Projected economic growth of 4.4% may be revised upwards
South African economy might be even doing way better than expected, said South Africa's financial minister Trevor Manuel.
Economic growth estimated to be 4.4 percent this year could be revised upwards once the full-year data had been incorporated into the accounts, Trevor Manuel said in his medium-term budget speech."Several supplementary indicators signal that a notable acceleration in growth is under way. These include broad measures of demand and spending in the economy, such as the increase in VAT receipts over the past two years, strong real growth in wholesale and retail trade, and the expansion in credit extension," the finance minister said.
The minister warned that higher oil prices and slower international growth might mean a dip in the growth rate next year and he expected inflation to rise to an average of 5.2 percent.

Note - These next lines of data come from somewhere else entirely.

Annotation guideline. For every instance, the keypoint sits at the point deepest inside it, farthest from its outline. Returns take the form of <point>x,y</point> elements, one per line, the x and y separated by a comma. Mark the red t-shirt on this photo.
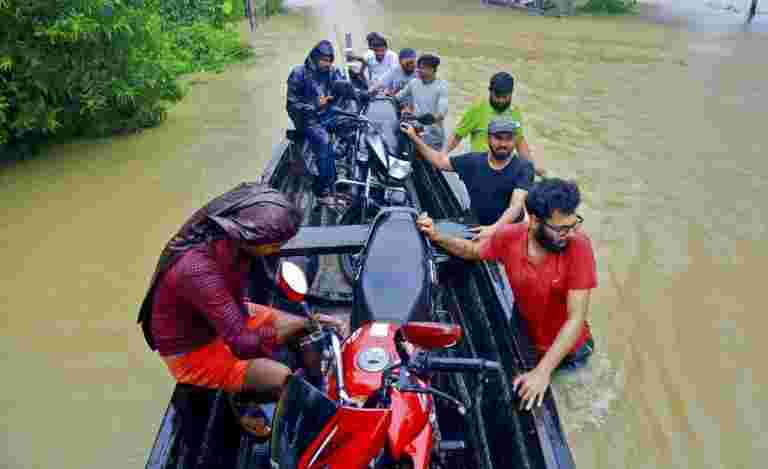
<point>541,290</point>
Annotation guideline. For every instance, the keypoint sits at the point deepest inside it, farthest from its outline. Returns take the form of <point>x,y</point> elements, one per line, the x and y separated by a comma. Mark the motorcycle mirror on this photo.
<point>431,335</point>
<point>292,281</point>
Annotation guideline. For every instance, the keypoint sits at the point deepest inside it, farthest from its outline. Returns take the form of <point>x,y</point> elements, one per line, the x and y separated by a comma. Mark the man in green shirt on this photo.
<point>475,120</point>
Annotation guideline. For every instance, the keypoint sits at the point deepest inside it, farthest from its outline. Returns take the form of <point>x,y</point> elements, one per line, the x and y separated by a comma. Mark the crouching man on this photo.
<point>551,268</point>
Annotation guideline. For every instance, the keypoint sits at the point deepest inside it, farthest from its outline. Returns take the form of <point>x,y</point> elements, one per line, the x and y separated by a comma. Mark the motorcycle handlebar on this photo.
<point>474,365</point>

But the effect on the South African economy would be offset by buoyant prices for commodity exports, and the fact that a large share of South Africa's oil needs was met by domestic production of synthetic fuel.
A policy document said investment spending would continue to drive economic growth as productive capacity increased significantly, and government and public corporations embarked on programmes to increase and improve existing infrastructure. Private sector investment was expected to benefit from additional public sector spending and the low interest rate environment.

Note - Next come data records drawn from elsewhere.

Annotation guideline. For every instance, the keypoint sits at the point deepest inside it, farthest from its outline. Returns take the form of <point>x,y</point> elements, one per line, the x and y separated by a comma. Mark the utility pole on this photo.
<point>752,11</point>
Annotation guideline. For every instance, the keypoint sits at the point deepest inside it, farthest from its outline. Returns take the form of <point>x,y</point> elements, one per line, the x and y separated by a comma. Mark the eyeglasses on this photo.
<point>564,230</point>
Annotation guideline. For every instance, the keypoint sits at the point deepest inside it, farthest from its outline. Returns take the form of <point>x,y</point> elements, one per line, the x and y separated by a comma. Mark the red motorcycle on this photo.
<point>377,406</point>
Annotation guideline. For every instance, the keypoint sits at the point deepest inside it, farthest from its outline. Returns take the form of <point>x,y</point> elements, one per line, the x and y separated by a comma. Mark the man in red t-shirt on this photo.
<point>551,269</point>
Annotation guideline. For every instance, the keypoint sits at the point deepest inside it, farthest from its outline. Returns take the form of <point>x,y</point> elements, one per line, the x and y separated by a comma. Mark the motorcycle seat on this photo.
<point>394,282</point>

Real growth in expenditure to enhance and expand the government's social and economic programmes was supported by higher-than-forecast tax revenue this year and lower debt service costs. Substantial allocations were being made for investment in infrastructure for sustainable communities and economic development.
Growth in instalment sales and easing credit remained high and growth in mortgage advances surged to 28.1 percent in August 2005. Household consumption spending remained strong, rising by 6.3 percent in the first half of 2005.

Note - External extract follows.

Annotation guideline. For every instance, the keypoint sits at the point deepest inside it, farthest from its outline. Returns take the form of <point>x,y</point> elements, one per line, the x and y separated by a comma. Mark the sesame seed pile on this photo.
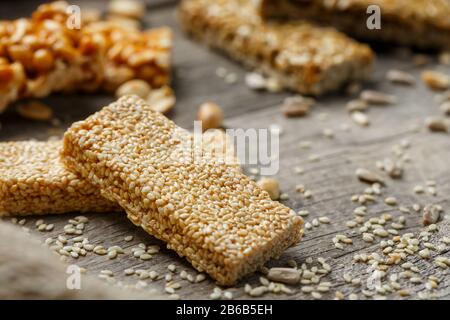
<point>207,211</point>
<point>34,181</point>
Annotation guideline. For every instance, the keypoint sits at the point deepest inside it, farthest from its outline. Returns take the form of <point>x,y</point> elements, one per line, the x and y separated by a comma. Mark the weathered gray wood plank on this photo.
<point>331,179</point>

The consumption of durable goods remained the fastest-growing category, with growth of about 20 percent in the first half of 2005. New vehicle sales were "exceptional, increasing by 27.4 percent in the first nine months of 2005".
The balance of payments remained healthy in the first half of 2005, with a surplus of 6.6 percent on the financial account due to capital inflows that offset the deficit of 3.6 percent of gross domestic product on the current account, the medium-term expenditure framework said.
Exports picked up in 2005 and it was expected that there would continue to be "progress as commodity prices remain relatively strong and profitability of a broader range of manufactured exports increases".
The current account deficit was expected to average 3.8 percent of gross domestic product over the forecast period, widening to 4.1 percent in 2008/09 as capital goods imports accelerated next to investment.